Benga Coal Mine

Location
- Location: Tete, Tete Province, Mozambique;

Production
- Products: Coking coal

= Benga coal mine =

The Benga Coal Mine is a coal mine located in Tete, Changara District, Tete Province, Mozambique. The mine has coal reserves amounting to 1.9 billion tonnes of coking coal, one of the largest coal reserves in Africa and the world. The mine is operating and is currently producing prime hard coking coal and thermal coal.

In mid-2014 the mine was producing 5 million tonnes per annum, with the potential to double that. The mine is said to have state-of-the-art wash plant and surface infrastructure.
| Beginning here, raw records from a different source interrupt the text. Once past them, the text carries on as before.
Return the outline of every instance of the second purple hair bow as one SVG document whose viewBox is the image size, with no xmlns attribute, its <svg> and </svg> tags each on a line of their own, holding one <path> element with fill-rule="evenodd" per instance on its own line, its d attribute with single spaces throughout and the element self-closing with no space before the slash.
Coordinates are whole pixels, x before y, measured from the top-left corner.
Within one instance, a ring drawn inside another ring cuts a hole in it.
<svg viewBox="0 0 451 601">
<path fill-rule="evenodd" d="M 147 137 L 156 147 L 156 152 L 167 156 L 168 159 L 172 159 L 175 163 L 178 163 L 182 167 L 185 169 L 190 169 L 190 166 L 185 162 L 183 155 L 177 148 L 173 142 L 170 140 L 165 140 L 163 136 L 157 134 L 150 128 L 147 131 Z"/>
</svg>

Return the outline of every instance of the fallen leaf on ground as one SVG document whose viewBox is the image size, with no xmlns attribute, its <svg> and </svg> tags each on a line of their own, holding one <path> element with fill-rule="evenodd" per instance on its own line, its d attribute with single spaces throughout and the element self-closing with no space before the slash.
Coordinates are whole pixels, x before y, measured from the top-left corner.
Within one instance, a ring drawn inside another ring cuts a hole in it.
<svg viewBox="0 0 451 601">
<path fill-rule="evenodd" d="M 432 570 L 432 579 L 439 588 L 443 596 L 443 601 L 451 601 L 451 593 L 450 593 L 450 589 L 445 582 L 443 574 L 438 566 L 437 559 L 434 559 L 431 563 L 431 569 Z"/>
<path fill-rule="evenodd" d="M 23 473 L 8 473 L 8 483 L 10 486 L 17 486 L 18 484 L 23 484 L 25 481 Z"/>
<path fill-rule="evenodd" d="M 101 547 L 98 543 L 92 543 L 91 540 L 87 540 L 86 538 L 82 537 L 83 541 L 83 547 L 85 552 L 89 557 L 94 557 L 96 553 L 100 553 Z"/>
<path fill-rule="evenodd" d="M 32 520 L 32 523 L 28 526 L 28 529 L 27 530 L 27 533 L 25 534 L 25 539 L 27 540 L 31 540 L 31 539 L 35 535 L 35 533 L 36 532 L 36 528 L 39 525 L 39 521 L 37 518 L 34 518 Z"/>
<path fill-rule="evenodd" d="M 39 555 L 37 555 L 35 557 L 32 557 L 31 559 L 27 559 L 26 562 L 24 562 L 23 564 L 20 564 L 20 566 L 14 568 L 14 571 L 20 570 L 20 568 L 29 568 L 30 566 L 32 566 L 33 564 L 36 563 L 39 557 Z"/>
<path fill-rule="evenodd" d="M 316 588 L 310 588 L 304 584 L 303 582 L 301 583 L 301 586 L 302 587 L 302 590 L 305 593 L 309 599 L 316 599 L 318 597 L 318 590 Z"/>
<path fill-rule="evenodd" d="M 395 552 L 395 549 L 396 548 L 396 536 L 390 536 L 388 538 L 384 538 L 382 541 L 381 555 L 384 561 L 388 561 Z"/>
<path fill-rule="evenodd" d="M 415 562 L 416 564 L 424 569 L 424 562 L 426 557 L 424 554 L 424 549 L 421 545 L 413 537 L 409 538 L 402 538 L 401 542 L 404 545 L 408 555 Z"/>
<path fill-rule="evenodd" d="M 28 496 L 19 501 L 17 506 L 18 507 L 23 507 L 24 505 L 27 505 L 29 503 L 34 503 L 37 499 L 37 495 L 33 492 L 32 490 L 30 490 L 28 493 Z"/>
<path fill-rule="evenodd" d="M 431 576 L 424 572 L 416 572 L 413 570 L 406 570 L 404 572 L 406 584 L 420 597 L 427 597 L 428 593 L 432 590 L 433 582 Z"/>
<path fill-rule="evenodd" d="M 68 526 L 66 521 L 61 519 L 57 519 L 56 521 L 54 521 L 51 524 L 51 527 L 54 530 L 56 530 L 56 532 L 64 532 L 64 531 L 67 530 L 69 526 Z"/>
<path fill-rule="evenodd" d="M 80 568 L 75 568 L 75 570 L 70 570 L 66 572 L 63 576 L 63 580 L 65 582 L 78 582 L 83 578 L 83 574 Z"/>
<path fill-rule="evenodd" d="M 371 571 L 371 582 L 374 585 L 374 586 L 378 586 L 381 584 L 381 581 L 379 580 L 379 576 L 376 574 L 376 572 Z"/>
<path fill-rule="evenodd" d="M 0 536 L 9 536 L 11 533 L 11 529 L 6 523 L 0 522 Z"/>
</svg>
The main challenge facing the mine is its ability to transport coal to India as the Mozambique government in the past has prevented its barges from using the Zambezi River.

== Ownership ==
ICVL, a joint venture of five companies owned by the Indian government comprising Steel Authority of India, Coal India, Rashtriya Ispat Nigam, National Minerals Development Corporation and National Thermal Power Corporation, now owns 65 percent of the Benga coal mine. The other 35% is owned by Tata Steel, a subsidiary of Tata Group.

Rio Tinto Group acquired 65 percent of the mine in 2011 when it bought Riversdale Mining for $3.9 billion. In July 2014 the ownership changed when International Coal Ventures Private Limited acquired Rio Tinto's interest in Benga and other mines and exploration projects in the Tete province of Mozambique. Rio Tinto by this time had almost written off the assets, selling them to ICVL for just $50 million.